My Comments: I’ve already said that I much prefer a negotiated deal between adversaries than continued threats to bomb the crap out of them. In todays economic and political environment, that option poses too many risks that I’m unprepared to accept.
Here’s some economic thoughts about what might happen, now the deal is in place. Yes, Congress has 90 days to approve, and no, the oil industry will be unhappy, but it’s time to think what is best for ALL OF US, and not just the few.
by Barry Ritholtz – July 14th, 2015
While the world is distracted by the unending Greek saga (will it or won’t it leave the euro?) and the epic Chinese stock-market meltdown (and manipulation), something really important is going on. Three words sum it up: Iran and oil.
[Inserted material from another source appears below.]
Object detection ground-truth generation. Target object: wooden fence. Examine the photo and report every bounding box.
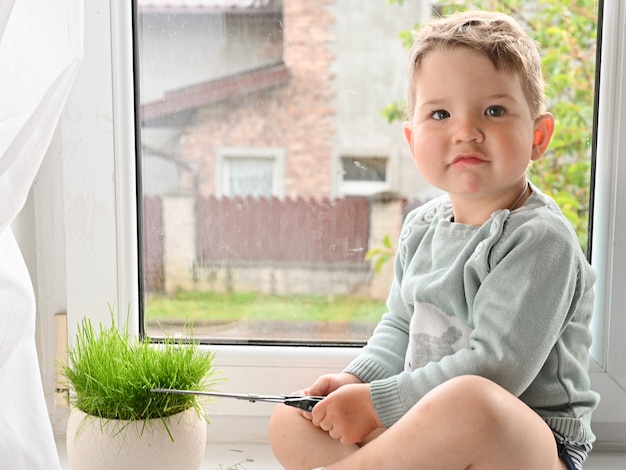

Negotiators have reached a deal with Iran to constrain its nuclear arms program. Despite the pessimism and outright fear-mongering, an agreement has been reached.
Don’t let China’s stock market and Greece’s debt melodrama distract you from paying attention to this issue — now that this deal is all but consummated, the repercussions are potentially enormous.
The agreement to end 13 years of sanctions against Iran over its nuclear aspirations is likely to be the defining foreign policy achievement of the Obama administration. Iran had opportunistically pursued its nuclear ambitions after 9/11, accelerating the program once its biggest regional enemy, Saddam Hussein, was removed by the U.S. military invasion.
Normalizing relations between one of the largest military powers in the Middle East and the major nations of the West is a huge, game-changing event. Iran’s ruling party wants access to global markets, technology and capital; Iranian youth would like access to Western consumer goods, culture and most of all, the Internet. How much any of these become part of the end result of a deal has yet to be determined.
What is perhaps most fascinating about this deal is the role and ambitions of China and Russia.
China’s motives are more obvious: It would like to blunt the projection of U.S. military power around the world, disengagement of the U.S. from Middle East politics and — most of all — a reduction of geopolitical tensions that tend to raise oil prices.
Russia’s interests are more complex, since it benefits from higher oil prices. Putting Iran’s huge oil production back on the market could exacerbate today’s global crude glut. Speculation that this will happen has already helped push down the price of oil, which has fallen by about a third in the past 12 months. Further signs of a Chinese economic slowdown also are weighing on crude prices.
Given the current situation, including sanctions against Russia for its role in destabilizing eastern Ukraine, one has to wonder what advantage there is for Vladimir Putin & Co. if Iranian oil begins to flow freely to the global market.
The Houston Chronicle quoted Neil Atkinson, an oil analyst at Lloyd’s List Intelligence in London, who observed, “It’s finally dawning on the market that the overwhelming weight of supply growth isn’t just going away… Iran is a huge factor. I can see $50 in sight for West Texas Intermediate [when a deal is reached].” Iran has 40 million barrels of crude stored on at least 23 ships that could be released into the market relatively quickly, the Chronicle added.
So what’s driving the Russians to be so cooperative? Perhaps the lessons of the 1980s are still fresh in Putin’s mind. What brought down the Soviet Union wasn’t the result of military failures or armed conflicts through surrogates. Rather, it was the economic might of the U.S. Supporting a huge military requires a large, efficient and productive economy and the Soviets simply couldn’t compete with the U.S. As much as former U.S. President Ronald Reagan is praised for the collapse of the USSR, Adam Smith deserves more credit.
The Russians may have figured out that fighting the American economy has been a losing game for them.
A peaceful, non-nuclear Iran might help to limit the U.S. presence in the Middle East, according to Gary Samore of Harvard’s Belfer Center. “The Russians don’t like to see the U.S. going around the world, bombing countries,” he noted.
Given the painful sanctions on Russia — and the related precarious economic state it is in because of much-reduced oil prices — greater cooperation between Russia and the U.S. could be mutually beneficial. Both want to see a defeat of the Islamic State. So does Iran. All benefit from a more stable Middle East, albeit for very different reasons.
Putin is smartly playing a long game. Lower oil prices will be painful in the short run for Russia. But an aggressive U.S., with an expansionist military around the world may be even worse. Hence, the surprising willingness of Russia to sign on to an agreement to lift sanctions against Iran.
The key takeaways of the deal with Iran is that it has the potential to lower energy prices, reduce tensions in an area fraught with conflict and create an opening for Russia to find a way to end the sanctions now hobbling its economy. A Russian economy that is better integrated into the world economy will have far better growth prospects.
It will be interesting to watch the contortions and hysterics among members of Congress opposed to the Iran deal. But as of now the critics of the accord lack a veto-proof majority. However much they might complain, it is likely to just be political noise.
Watch the price of oil. Consider what increases in supply and reduction of Middle East tensions do to its price. Then imagine what that could mean for the global economic recovery.